Prof. Hans-Günther Döbereiner: Slime Mold Network Percolation as a Paradigm for Topological Phase Transitions
Source: Monday physics colloquium
Slime Mold Network Percolation as a Paradigm for Topological Phase TransitionsProf. Hans-Günther Döbereiner, Institut für Biophysik, Universität Bremen
The true slime mold Physarum polycephalum forms a tubular network as a foraging strategy in order to maximize searchable area and minimize transport distances of nutrients and biochemical signals.These networks grow out of microplasmodia which oscillate in shape with a typical frequency of two minutes. We characterize concomitant calcium oscillations and cytoskeleton elasticity, and show that microplasmodia fuse to form macroplasmodia in a percolation transition. At this topological phase transition, one single giant component forms, connecting most of the previously isolated microplasmodia. Employing the configuration model of graph theory for small link degrees, we have found an exact solution for this transition.

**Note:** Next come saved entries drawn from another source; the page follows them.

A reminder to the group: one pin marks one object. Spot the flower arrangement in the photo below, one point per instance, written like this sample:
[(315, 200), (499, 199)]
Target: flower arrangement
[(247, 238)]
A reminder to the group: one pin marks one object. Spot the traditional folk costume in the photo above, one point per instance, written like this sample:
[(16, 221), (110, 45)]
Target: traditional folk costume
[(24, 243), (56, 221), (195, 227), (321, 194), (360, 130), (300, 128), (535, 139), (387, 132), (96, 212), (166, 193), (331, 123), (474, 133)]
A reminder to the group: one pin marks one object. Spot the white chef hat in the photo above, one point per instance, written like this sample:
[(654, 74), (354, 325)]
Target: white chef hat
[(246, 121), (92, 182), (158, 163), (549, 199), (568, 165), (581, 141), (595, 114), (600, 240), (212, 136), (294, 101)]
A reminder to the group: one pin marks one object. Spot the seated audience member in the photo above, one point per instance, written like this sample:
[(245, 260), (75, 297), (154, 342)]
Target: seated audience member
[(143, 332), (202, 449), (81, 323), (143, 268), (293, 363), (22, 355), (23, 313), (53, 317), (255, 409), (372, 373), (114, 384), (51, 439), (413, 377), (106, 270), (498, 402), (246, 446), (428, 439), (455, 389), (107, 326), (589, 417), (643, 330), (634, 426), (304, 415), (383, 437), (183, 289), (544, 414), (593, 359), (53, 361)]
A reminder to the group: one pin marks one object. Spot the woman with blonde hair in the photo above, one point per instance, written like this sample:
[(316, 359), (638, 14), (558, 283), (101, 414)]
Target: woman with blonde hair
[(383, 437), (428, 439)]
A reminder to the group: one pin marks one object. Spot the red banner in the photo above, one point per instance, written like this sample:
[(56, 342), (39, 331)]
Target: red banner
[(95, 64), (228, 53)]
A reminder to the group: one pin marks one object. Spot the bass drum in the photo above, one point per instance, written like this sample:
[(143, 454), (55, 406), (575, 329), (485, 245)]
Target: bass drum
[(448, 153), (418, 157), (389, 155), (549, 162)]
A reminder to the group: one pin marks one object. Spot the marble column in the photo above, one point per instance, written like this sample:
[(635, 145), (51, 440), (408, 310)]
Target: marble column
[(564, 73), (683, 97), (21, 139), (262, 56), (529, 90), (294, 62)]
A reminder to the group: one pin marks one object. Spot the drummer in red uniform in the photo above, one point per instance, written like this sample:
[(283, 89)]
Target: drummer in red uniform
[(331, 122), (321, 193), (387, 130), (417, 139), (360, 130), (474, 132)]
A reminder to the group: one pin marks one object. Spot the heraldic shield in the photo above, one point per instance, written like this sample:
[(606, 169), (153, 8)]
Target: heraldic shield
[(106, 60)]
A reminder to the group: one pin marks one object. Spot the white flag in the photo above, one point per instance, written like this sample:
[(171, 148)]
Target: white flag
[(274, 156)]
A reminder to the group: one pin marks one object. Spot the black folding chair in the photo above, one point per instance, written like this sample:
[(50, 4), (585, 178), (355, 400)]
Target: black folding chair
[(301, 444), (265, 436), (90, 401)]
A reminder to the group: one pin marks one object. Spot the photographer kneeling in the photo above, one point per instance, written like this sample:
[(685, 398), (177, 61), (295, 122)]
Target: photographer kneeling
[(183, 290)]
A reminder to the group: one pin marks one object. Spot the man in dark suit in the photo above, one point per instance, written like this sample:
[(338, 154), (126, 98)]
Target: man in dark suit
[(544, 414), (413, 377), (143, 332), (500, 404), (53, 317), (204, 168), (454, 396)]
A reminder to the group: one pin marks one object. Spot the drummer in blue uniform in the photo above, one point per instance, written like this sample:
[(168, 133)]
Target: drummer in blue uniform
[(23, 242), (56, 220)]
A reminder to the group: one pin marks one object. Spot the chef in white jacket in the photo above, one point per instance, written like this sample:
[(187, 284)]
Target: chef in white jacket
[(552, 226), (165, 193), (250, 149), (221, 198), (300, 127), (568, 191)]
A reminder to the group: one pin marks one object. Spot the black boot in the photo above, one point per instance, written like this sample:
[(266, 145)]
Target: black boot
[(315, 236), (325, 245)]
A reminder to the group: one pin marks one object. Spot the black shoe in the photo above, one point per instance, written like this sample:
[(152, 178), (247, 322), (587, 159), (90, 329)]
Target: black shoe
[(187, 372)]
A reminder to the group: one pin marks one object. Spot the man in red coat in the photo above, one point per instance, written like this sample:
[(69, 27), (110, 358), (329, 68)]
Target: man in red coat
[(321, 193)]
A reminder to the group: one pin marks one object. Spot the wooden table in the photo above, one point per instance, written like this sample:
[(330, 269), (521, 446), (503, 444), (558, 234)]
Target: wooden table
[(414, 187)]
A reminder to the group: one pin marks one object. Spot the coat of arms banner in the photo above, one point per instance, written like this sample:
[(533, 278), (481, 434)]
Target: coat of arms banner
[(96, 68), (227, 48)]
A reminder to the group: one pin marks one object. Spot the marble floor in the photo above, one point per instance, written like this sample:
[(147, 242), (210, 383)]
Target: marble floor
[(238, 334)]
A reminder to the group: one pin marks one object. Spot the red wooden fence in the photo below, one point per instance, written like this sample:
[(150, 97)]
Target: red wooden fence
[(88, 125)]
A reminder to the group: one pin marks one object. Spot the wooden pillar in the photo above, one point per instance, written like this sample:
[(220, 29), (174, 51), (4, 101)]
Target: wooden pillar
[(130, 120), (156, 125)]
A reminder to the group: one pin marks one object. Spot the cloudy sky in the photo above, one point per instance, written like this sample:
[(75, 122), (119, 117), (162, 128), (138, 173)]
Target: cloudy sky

Topological constraints impose strong conditions on trajectories in the configuration space of the network. Conditions are quite general so that all systems which form extended networks from disconnected pieces have to pass through this percolation transition in a particular way. Especially, this applies to vasculogenesis in early embryo development and within tumors. We have demonstrated that in the early stages of vascular network assembly of endothelial cells. In a broader sense, static and dynamic phase transitions may serve as a general ordering principle in complex biological systems.